Many people from Segovia know this building as the “Convento de las Oblatas”. The reason for this is the Oblate Sisters were the last religious group to inhabit this unique space. They did so until 1996, educating the girls sent to them from the juvenile courts. In 1996, they left the convent, which changed hands to a company that transformed it into a luxury hotel, and the first five-star accommodation establishment in Segovia.
Before the Oblate Sisters arrived, the ecclesiastical confiscations of Mendizábal saw the convent turned into a military headquarters and an artillery school until 1929. Back in 1637 when it was first built, the founders of this monumental construction were 120 Capuchin monks - followers of Saint Francis of Assisi - whose masters included Antonio de Contreras, González Bernardo de Quirós and his wife, María de Amezqueta y Guzmán.

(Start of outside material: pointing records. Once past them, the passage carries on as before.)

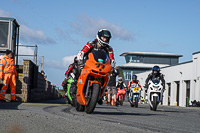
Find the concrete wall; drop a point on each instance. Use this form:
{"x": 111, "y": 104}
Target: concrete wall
{"x": 182, "y": 74}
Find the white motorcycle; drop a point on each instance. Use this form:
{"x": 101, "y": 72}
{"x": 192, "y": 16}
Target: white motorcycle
{"x": 134, "y": 95}
{"x": 155, "y": 93}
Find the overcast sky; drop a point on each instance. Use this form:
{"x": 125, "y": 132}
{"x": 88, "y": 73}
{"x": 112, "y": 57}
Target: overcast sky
{"x": 61, "y": 28}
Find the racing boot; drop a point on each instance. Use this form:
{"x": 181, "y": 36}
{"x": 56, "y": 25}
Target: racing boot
{"x": 100, "y": 102}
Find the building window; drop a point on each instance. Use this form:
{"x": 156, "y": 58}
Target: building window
{"x": 187, "y": 89}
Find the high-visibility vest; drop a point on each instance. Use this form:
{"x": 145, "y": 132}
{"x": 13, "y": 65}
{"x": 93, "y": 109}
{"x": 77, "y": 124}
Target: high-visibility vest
{"x": 7, "y": 65}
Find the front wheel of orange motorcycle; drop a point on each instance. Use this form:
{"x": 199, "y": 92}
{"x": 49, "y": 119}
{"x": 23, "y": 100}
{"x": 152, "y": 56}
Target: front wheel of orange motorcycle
{"x": 93, "y": 99}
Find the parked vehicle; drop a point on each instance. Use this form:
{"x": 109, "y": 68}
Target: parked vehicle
{"x": 134, "y": 95}
{"x": 93, "y": 80}
{"x": 154, "y": 93}
{"x": 121, "y": 96}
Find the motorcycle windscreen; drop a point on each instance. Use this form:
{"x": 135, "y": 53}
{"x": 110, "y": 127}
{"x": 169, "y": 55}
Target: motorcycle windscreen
{"x": 156, "y": 81}
{"x": 100, "y": 56}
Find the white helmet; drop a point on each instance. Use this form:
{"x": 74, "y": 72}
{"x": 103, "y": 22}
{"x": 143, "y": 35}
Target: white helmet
{"x": 105, "y": 33}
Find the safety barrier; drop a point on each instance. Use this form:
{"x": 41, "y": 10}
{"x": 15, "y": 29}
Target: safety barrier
{"x": 31, "y": 84}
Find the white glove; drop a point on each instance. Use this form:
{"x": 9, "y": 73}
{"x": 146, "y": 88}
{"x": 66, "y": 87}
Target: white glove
{"x": 80, "y": 55}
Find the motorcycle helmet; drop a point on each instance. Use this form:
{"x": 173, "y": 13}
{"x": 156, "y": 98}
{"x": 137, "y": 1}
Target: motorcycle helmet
{"x": 134, "y": 77}
{"x": 104, "y": 33}
{"x": 75, "y": 59}
{"x": 156, "y": 68}
{"x": 120, "y": 80}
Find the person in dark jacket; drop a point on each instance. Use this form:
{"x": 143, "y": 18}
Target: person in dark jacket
{"x": 111, "y": 87}
{"x": 155, "y": 75}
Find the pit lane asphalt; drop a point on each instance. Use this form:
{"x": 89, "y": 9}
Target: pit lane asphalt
{"x": 55, "y": 117}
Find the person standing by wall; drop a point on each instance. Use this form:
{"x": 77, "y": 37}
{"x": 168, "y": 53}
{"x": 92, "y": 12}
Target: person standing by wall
{"x": 8, "y": 75}
{"x": 111, "y": 87}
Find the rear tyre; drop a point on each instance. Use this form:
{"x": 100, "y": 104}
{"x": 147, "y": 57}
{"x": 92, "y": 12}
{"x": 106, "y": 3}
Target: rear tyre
{"x": 154, "y": 103}
{"x": 136, "y": 102}
{"x": 93, "y": 100}
{"x": 79, "y": 108}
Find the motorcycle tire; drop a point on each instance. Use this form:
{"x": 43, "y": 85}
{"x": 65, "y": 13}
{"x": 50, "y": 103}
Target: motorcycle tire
{"x": 136, "y": 102}
{"x": 121, "y": 102}
{"x": 93, "y": 101}
{"x": 154, "y": 103}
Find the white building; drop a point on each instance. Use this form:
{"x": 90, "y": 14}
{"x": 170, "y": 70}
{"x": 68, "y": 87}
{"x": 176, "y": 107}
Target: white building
{"x": 138, "y": 62}
{"x": 182, "y": 81}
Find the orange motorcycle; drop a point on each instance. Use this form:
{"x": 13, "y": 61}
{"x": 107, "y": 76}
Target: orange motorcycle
{"x": 92, "y": 81}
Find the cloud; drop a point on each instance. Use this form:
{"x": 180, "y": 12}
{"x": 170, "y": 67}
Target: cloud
{"x": 65, "y": 35}
{"x": 4, "y": 13}
{"x": 163, "y": 44}
{"x": 88, "y": 27}
{"x": 34, "y": 36}
{"x": 66, "y": 61}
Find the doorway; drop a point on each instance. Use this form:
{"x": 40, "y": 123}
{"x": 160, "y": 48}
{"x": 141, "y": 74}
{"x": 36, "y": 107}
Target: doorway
{"x": 169, "y": 93}
{"x": 177, "y": 92}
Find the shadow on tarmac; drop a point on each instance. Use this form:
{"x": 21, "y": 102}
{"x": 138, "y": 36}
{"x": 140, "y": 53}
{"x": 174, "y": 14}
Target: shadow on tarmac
{"x": 122, "y": 113}
{"x": 9, "y": 106}
{"x": 54, "y": 101}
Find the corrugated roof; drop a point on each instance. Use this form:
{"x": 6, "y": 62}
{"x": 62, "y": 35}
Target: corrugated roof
{"x": 150, "y": 54}
{"x": 9, "y": 19}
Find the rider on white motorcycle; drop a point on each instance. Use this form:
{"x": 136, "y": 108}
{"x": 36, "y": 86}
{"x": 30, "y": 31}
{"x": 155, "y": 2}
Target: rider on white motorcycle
{"x": 155, "y": 75}
{"x": 120, "y": 84}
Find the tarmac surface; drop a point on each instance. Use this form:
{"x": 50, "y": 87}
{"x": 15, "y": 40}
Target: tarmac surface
{"x": 57, "y": 117}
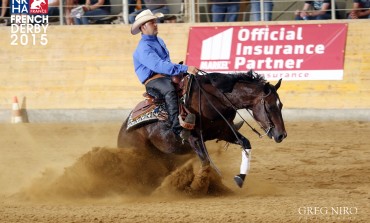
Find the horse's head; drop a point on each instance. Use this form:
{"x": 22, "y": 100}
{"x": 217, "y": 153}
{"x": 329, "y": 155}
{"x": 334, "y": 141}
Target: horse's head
{"x": 267, "y": 112}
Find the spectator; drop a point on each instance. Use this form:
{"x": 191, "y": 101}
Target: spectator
{"x": 225, "y": 10}
{"x": 93, "y": 10}
{"x": 256, "y": 10}
{"x": 69, "y": 6}
{"x": 360, "y": 10}
{"x": 131, "y": 6}
{"x": 155, "y": 6}
{"x": 321, "y": 10}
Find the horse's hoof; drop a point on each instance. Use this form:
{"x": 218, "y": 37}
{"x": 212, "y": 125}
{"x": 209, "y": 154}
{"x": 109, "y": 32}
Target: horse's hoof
{"x": 185, "y": 134}
{"x": 239, "y": 181}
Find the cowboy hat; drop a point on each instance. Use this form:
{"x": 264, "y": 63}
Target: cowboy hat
{"x": 142, "y": 18}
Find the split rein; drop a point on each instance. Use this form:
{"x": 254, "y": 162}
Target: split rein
{"x": 201, "y": 90}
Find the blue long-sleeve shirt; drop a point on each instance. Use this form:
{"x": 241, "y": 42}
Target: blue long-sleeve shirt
{"x": 151, "y": 56}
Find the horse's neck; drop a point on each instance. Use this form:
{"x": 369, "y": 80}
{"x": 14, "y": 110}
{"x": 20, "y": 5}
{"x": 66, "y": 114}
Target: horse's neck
{"x": 244, "y": 95}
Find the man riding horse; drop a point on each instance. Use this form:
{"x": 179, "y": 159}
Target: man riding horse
{"x": 154, "y": 68}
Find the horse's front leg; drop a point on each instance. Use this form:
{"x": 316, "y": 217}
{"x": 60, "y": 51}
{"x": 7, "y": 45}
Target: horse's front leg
{"x": 246, "y": 155}
{"x": 200, "y": 150}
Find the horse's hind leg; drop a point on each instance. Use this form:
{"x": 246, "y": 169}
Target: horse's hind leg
{"x": 201, "y": 181}
{"x": 200, "y": 150}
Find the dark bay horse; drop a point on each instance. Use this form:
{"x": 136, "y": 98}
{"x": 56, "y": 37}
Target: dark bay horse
{"x": 214, "y": 99}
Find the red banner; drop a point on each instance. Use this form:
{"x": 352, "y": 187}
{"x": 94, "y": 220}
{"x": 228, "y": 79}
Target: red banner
{"x": 292, "y": 52}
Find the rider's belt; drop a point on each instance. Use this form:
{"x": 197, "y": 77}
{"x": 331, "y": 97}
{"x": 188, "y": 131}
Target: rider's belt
{"x": 154, "y": 76}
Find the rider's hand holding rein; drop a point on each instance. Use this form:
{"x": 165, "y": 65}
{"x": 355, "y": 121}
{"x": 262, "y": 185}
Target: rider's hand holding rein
{"x": 192, "y": 70}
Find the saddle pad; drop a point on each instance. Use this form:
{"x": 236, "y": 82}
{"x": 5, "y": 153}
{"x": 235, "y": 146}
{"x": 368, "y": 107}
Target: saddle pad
{"x": 153, "y": 114}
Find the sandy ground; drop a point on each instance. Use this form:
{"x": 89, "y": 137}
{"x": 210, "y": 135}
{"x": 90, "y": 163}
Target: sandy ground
{"x": 73, "y": 173}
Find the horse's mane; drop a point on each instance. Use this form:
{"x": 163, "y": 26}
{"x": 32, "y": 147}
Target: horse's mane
{"x": 226, "y": 82}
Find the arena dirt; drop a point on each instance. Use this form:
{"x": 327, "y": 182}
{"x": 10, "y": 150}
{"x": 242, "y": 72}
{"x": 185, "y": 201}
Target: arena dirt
{"x": 74, "y": 173}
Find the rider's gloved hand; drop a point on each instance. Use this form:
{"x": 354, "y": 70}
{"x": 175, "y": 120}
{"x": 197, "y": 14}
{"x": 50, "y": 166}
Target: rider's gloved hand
{"x": 192, "y": 70}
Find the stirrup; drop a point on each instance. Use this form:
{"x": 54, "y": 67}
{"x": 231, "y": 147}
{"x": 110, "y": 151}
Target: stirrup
{"x": 239, "y": 181}
{"x": 189, "y": 122}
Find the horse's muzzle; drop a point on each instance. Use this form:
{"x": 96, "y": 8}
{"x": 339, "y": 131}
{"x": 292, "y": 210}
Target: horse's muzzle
{"x": 279, "y": 137}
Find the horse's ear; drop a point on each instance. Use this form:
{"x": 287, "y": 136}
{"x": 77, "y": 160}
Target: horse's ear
{"x": 266, "y": 88}
{"x": 278, "y": 84}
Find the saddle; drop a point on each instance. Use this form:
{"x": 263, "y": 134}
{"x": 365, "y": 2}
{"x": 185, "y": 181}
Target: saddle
{"x": 153, "y": 108}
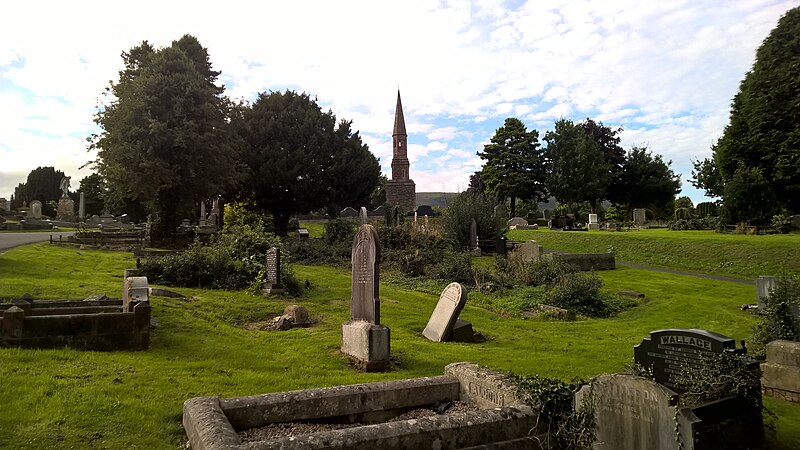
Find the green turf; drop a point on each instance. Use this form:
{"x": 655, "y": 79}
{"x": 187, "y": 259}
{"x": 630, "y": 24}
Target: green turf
{"x": 739, "y": 256}
{"x": 81, "y": 399}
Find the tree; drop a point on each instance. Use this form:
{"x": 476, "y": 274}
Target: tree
{"x": 764, "y": 128}
{"x": 299, "y": 160}
{"x": 648, "y": 181}
{"x": 608, "y": 139}
{"x": 577, "y": 168}
{"x": 514, "y": 166}
{"x": 165, "y": 139}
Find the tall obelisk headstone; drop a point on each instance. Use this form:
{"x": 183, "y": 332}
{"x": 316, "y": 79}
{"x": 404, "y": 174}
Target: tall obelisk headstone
{"x": 364, "y": 339}
{"x": 400, "y": 190}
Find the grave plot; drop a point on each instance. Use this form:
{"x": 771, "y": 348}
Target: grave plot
{"x": 369, "y": 416}
{"x": 94, "y": 323}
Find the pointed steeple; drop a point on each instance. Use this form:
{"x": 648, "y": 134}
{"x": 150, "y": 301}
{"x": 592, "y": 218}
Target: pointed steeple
{"x": 399, "y": 121}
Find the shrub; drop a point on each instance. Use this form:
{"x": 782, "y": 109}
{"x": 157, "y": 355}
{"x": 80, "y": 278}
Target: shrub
{"x": 777, "y": 321}
{"x": 579, "y": 293}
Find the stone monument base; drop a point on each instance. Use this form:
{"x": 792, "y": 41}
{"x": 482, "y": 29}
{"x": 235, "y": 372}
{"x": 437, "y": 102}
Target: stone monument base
{"x": 66, "y": 209}
{"x": 367, "y": 345}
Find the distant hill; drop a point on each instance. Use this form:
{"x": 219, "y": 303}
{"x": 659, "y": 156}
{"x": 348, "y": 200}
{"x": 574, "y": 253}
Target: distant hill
{"x": 440, "y": 199}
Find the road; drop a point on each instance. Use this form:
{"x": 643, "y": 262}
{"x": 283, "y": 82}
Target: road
{"x": 11, "y": 240}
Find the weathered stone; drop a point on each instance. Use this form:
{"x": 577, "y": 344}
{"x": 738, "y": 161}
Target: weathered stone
{"x": 666, "y": 352}
{"x": 445, "y": 314}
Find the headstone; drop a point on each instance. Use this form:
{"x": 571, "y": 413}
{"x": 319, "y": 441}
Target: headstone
{"x": 529, "y": 251}
{"x": 272, "y": 267}
{"x": 36, "y": 210}
{"x": 668, "y": 351}
{"x": 639, "y": 216}
{"x": 473, "y": 238}
{"x": 449, "y": 306}
{"x": 425, "y": 210}
{"x": 514, "y": 222}
{"x": 364, "y": 339}
{"x": 82, "y": 207}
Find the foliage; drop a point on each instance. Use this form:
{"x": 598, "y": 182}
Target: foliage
{"x": 764, "y": 128}
{"x": 648, "y": 182}
{"x": 457, "y": 219}
{"x": 748, "y": 198}
{"x": 231, "y": 260}
{"x": 777, "y": 321}
{"x": 300, "y": 160}
{"x": 514, "y": 166}
{"x": 165, "y": 139}
{"x": 567, "y": 428}
{"x": 577, "y": 169}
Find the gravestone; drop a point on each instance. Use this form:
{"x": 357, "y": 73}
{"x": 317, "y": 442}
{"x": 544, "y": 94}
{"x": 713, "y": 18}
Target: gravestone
{"x": 529, "y": 251}
{"x": 272, "y": 267}
{"x": 364, "y": 339}
{"x": 473, "y": 238}
{"x": 451, "y": 302}
{"x": 668, "y": 351}
{"x": 639, "y": 216}
{"x": 36, "y": 210}
{"x": 514, "y": 222}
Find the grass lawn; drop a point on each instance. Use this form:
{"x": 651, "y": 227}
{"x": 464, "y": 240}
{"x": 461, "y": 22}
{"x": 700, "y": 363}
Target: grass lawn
{"x": 80, "y": 399}
{"x": 738, "y": 256}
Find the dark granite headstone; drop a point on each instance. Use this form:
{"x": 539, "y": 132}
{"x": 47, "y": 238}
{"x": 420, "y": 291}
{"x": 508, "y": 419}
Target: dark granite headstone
{"x": 667, "y": 352}
{"x": 366, "y": 254}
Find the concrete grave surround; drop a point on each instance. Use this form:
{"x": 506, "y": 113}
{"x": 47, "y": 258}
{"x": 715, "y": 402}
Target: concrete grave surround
{"x": 451, "y": 302}
{"x": 780, "y": 376}
{"x": 666, "y": 351}
{"x": 364, "y": 339}
{"x": 272, "y": 265}
{"x": 36, "y": 210}
{"x": 503, "y": 420}
{"x": 529, "y": 251}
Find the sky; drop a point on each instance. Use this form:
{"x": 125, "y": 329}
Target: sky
{"x": 664, "y": 71}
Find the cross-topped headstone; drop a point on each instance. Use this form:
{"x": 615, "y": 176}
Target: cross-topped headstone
{"x": 366, "y": 255}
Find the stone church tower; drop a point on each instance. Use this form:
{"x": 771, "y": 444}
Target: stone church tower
{"x": 400, "y": 190}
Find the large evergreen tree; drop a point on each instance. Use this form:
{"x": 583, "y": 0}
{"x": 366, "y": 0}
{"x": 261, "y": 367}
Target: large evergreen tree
{"x": 300, "y": 160}
{"x": 764, "y": 128}
{"x": 514, "y": 166}
{"x": 165, "y": 140}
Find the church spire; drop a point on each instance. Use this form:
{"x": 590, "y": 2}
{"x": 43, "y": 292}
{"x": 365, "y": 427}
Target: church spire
{"x": 399, "y": 121}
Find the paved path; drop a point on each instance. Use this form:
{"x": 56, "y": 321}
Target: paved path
{"x": 674, "y": 271}
{"x": 11, "y": 240}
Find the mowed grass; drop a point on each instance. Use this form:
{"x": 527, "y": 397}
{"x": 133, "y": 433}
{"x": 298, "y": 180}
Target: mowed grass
{"x": 81, "y": 399}
{"x": 738, "y": 256}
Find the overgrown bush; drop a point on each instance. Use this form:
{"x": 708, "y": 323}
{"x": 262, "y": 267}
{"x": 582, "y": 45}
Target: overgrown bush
{"x": 777, "y": 321}
{"x": 567, "y": 428}
{"x": 457, "y": 219}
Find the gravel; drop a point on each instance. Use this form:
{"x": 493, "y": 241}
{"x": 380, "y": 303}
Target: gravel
{"x": 289, "y": 429}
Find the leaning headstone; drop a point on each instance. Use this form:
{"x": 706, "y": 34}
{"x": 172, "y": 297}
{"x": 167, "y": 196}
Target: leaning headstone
{"x": 272, "y": 266}
{"x": 473, "y": 239}
{"x": 529, "y": 251}
{"x": 36, "y": 210}
{"x": 364, "y": 339}
{"x": 639, "y": 216}
{"x": 668, "y": 351}
{"x": 449, "y": 306}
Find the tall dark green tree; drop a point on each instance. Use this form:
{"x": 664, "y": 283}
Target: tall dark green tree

Like good ascetics, the monks from the Order of Friars Minor Capuchin chose a location with beautiful views of the Eresma Valley. Surrounded by palaces, Romanesque churches and other religious convents, they lived in a building that consisted of a church, convent and residence. As was traditional in Segovian constructions in the 17th century, these formed an austere Baroque ensemble with walls constructed using limestone and reinforced with ashlar in the corners.
The constructions were arranged around the single-nave, barrel-vaulted church and the old cloisters facing east. The façade of the Plaza de Capuchinos was then partly recessed with granite lintels and crowned by a triangular pediment and oculus on its tympanum. The upper body has a niche with an image of Bonaventure topped with a curved pediment. Above this, there is a porthole, and to the left and right are the crests of the temple's founders in marble.
Situated in the historic centre of Segovia, at Plazuela Capuchinos, no. 2, next to the Academia de San Quirce, the present-day Hotel Aurea Convento Capuchinos 5* has preserved its original façade. Inside, the church has been converted into a restaurant and the other two areas have been transformed into bedrooms and communal facilities in the hotel.
The old vegetable patch is today a fabulous garden with expansive terraces and wonderful views of the Eresma River and the Alameda, making this one of the largest estates inside Segovia's walled old town.